Skip Intro
I was just thinking how a little button on the beginning of a binge show says so much about our communication world today.
We are all talking about shorter copy, shorter videos, shorter presentations, shorter books, shorter podcasts … It seems like we all want shorter, until we must write a speech, do a video or write a blog. Shorter is better as long as it is everything I’m reading, not my own work. Right?
So I was thinking about this while I was binge-watching “For All Mankind” on Apple TV+. It’s a great series and renewed for a third season. Highly recommend it. 5 stars. “Hi, Bob,” to all the fans out there.
I noticed at the beginning of the show there was a SKIP INTRO button. We all know that people have no patience for credits at the end of a movie — no matter how the movie industry has tried to keep content mixed with the credits to keep us in our seats. Yet this is allowing me to skip the intro as well. And so I skipped. All that money spent on music, design and video, and I just skipped it. What a world.

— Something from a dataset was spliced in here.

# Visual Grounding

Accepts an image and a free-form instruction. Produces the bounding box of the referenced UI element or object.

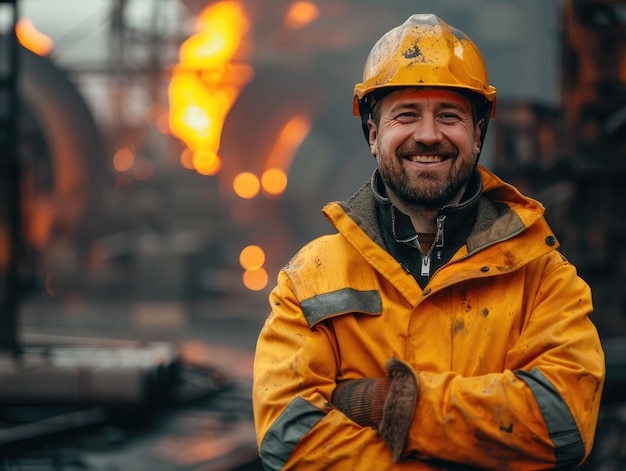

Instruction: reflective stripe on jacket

I was listening to my favorite economist in a podcast the other day and he asked a lot of opening questions that had nothing at all to do with the topic of the podcast, and I found myself wanting to “skip intro.” Instead, I just skipped the podcast altogether. I didn’t need all that intro bun, just give me the meat.
SKIP INTRO means leave all the superlatives until the end of the show. Think of the long intros you must endure while someone introduces a speaker. Some are interesting, but most should just be skipped.